By Carlee Frank
Dance is defined as, “to move rhythmically to music.” However, at Kay Duffy’s School of Dance, it is so much more –students make lasting friendships and learn valuable lessons. This is no surprise when the instructors are so passionate.
“For me, it was like dance was my way into figuring out the world,” Margaret Duffy, co-owner of Kay Duffy’s, said.
The school of dance was founded in 1955 by Margaret’s mother, Katherine (Kay) Duffy. Kay studied and taught dance for years, and finally wanted to break out on her own.
In the early 1980s, after Margaret completed a degree in dance, she moved back to the area to co-own Kay Duffy’s with her mother.
Kay Duffy’s is located at 60 S Cascade Drive. Classes in ballet, tap, jazz, lyrical, modern, hip hop and Irish are taught to students ages 3-18 years old. The season runs from September to June, concluding with a recital at the Springville High School.
Duffy explained that dance studios are much different now than they used to be. There used to be many more, and each studio was full of students.
“Way back when, when my mom opened the studio, there weren’t many sports for girls. Almost every little girl took dance as a physical activity to do,” Duffy said.
Over the years, sports have been made more available to girls, especially since Title IX was enacted in 1972. Duffy said she is not upset by the decreasing number of students to dance because she simply wants to see children up and moving.
“Dance isn’t for everyone,” Duffy noted, “We’re another physical option for people.”

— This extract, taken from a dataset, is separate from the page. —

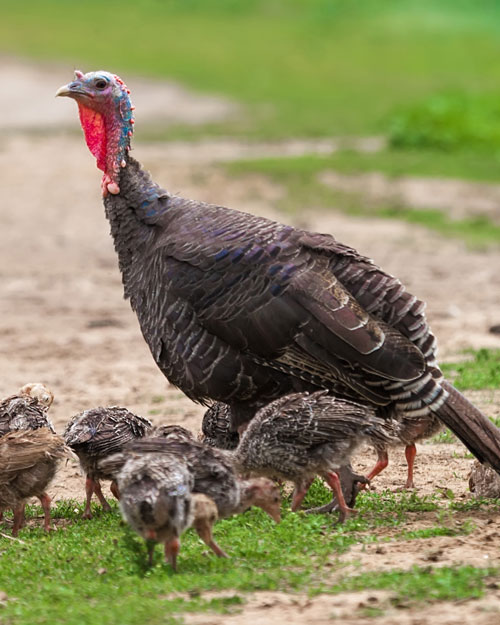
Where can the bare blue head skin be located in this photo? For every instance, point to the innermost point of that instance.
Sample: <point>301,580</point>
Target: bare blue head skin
<point>107,120</point>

She also notices influxes of students to sports and activities that do well in the Olympics. For example, when Mary Lou Retton won gold in 1984, many students took up gymnastics.
Duffy said it is so easy to live life by your thumbs nowadays, that no matter your activity of choice, a sound mind and a sound body are important.
She is the main instructor at Kay Duffy’s and said in the first couple of weeks of class, she gets many knee hugs from the young students. They learn simple things such as front and back in ballet, how to form a line and how to listen to a teacher.
“Working with kids is wonderful,” Duffy said, “I can literally write a book and a half on the funny things kids have said to me.”
She said she knows that it’s often hard on parents to see their children grow up and move on, but it is one of her favorite parts. She is always proud to see students move on to a career in dance, but said she’s just as excited when they enter college to study engineering, education, or anything else.
With Duffy’s current students, she said she’d love to start performing at more community events and businesses, such as the Jennie B. Richmond Nursing Home. Her students also perform an annual recital, and some compete in the recreational level Summerdanse Competition at Maryvale High School in May.
Duffy said dance is what helped her get through her angsty teen years, as well as figure out school.
“In school, history dates were a total mess for me until I equated them with the types of dance styles I knew were from certain eras,” Duffy said.
She also finds herself unconsciously dancing along to the music in grocery stores. If you are nodding your head right now because you do the same thing, maybe you should go to Kay Duffy’s School of Dance!
Classes start at 4 p.m. on weekdays and early Saturday mornings.